I willingly suspended disbelief concerning the story's hidden judgment against the lack of black courage and humanity in the common slaves of the time, making a one in 10,000 nigger like Django so necessary and plausible. It wasn't until I watched old press interviews for the movie and witnessed Tarantino glibly promote the Django Unchained hardcopy companion comic strip book that I revisited what I had ignored, wondering if he had lost his mind. This is slavery we're talking about here right? WRONG. This was his nod to the Spaghetti Western despite the sacred and historic struggles of slavery that are the lynchpin of black history. With little regard for the history that Tarantino carefully honored while on the set of the movie, he cross-bred the heartfelt story of Django with "Blaxploitation," and comic book super-heroism at its worst. And for a tortured moment I identified ghoulish delight in his eyes at the prospect of reducing his own artful symbolism down to a cartoon.
Vengeance drives comic book art which is the classic superhero retribution theme for most comic strips geared toward male audiences. My heart sank when I fully appreciated that in Tarantino's world, whites were exposed as hateful villains at the expense of blacks being turned into cartoons. He takes away Django's miraculous response to brutal reality by turning him into a super-human caricature with a bloodlust rather than a human with a passionate need to recover his wife and establish his own experience of justice and liberty.
To report a balanced view of Lee's motives, it should have behooved mainstream media to investigate the genre simply because Tarantino, who is known for his highly stylized approach to film production, made it clear that Django Unchained was indeed a throwback to the Spaghetti Western genre that saw a meteoric rise from 1957 to 1978, with films like Clint Eastwood's The Good, The Bad and The Ugly.
If they had been interested in reporting about the stylistic impact the genre had on the re-imagining of slavery's horrific blight on American life, they may have had the integrity to mention that Django Unchained is a part of a trilogy of hybrid films of the 80s, Django Strikes Again and Django Rides Again starring a gun-toting Italian named Franco Nero. These two internationally released, Italian-language films were produced by a European production company in Colombia, South America.
Remember, Lee didn't criticize the use of the "N" word. He didn't take pot shots at the quality of the narrative nor say that he had a problem with a white man directing a film that features slavery.

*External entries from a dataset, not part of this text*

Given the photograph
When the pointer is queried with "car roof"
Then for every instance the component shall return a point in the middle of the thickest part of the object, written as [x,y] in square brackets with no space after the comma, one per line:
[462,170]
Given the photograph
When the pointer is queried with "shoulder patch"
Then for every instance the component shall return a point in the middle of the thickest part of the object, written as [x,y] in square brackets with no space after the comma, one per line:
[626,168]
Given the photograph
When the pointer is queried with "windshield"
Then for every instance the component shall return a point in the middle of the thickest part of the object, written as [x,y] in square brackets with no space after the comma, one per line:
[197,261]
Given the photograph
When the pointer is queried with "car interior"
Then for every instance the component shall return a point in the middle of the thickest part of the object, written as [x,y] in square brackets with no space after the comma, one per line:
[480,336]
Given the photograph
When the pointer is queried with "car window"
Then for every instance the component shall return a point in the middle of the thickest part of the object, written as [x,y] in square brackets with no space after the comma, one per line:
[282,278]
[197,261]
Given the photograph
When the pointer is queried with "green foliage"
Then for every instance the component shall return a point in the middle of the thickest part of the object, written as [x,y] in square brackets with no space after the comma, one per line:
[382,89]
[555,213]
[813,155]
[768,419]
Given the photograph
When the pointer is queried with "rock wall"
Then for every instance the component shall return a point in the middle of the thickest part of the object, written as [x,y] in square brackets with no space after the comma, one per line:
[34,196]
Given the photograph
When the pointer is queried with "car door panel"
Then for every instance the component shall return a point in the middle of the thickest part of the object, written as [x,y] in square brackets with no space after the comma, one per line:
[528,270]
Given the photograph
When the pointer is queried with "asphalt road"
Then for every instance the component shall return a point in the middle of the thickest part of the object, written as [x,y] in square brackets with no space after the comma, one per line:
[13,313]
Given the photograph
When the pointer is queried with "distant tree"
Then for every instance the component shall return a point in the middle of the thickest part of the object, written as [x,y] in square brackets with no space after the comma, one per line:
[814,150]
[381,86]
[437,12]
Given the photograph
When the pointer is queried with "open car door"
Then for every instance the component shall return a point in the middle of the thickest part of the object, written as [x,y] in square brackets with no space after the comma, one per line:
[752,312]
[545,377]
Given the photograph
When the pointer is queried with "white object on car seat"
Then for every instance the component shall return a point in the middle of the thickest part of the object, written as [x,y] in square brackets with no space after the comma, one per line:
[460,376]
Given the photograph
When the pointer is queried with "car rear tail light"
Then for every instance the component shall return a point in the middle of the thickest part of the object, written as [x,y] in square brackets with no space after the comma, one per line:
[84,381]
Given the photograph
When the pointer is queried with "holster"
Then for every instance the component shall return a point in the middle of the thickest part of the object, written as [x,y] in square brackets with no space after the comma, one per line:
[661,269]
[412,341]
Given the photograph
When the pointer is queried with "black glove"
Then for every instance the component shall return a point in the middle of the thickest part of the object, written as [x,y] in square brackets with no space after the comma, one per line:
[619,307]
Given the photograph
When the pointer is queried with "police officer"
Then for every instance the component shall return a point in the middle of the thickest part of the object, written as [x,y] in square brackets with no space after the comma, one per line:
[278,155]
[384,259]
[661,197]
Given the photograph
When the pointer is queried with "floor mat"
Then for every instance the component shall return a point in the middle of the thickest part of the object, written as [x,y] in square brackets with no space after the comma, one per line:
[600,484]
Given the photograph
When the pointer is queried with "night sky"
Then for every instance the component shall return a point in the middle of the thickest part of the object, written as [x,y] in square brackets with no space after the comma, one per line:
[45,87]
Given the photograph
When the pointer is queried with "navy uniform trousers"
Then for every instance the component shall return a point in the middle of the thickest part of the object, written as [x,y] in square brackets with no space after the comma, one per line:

As a massive fan of Kerry Washington, who played Broomhilda VonShaft, Django's beloved wife, I was resolutely in love with her admission that her role as Olivia Pope, a self-actualized shot caller on the hit TV show Scandal, is the answer to Broomhilda's prayers. As a culture critic, I observe, with the same level of resolution, that Tarantino walks a razor-thin line between an auteur approach to shaming slavery and an exploitative bent for violence and escapism as the answer to slavery.